El tema de la luz domina las solemnidades de la Navidad y de la Epifanía, que antiguamente -y aún hoy en Oriente- estaban unidas en una sola y gran «fiesta de la luz». En el clima sugestivo de la Noche santa apareció la luz; nació Cristo, «luz de los

Homilías del Santo Padre Juan Pablo II

Domingo 6 de enero de 2002

1. «Lumen gentium (…) Christus, Cristo es la luz de los pueblos» (Lumen gentium, 1).

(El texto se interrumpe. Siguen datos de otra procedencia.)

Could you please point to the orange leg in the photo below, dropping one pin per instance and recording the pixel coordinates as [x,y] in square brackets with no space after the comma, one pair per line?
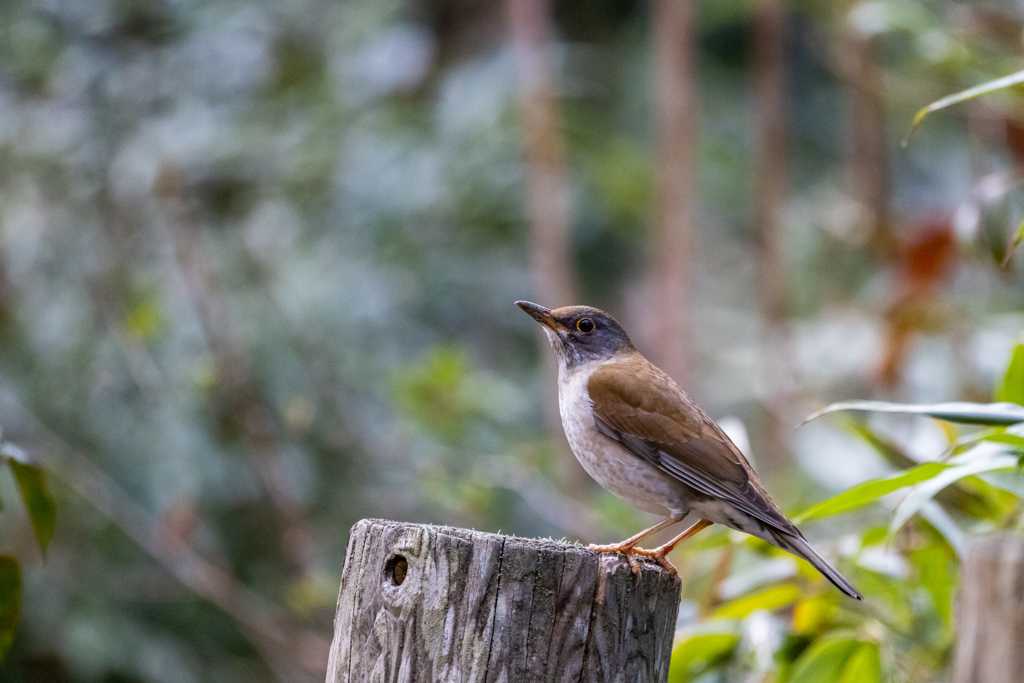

El tema de la luz domina las solemnidades de la Navidad y de la Epifanía, que antiguamente -y aún hoy en Oriente- estaban unidas en una sola y gran «fiesta de la luz». En el clima sugestivo de la Noche santa apareció la luz; nació Cristo, «luz de los pueblos». Él es el «sol que nace de lo alto» (Lc 1, 78), el sol que vino al mundo para disipar las tinieblas del mal e inundarlo con el esplendor del amor divino. El evangelista san Juan escribe: «La luz verdadera, viniendo a este mundo, ilumina a todo hombre» (Jn 1, 9).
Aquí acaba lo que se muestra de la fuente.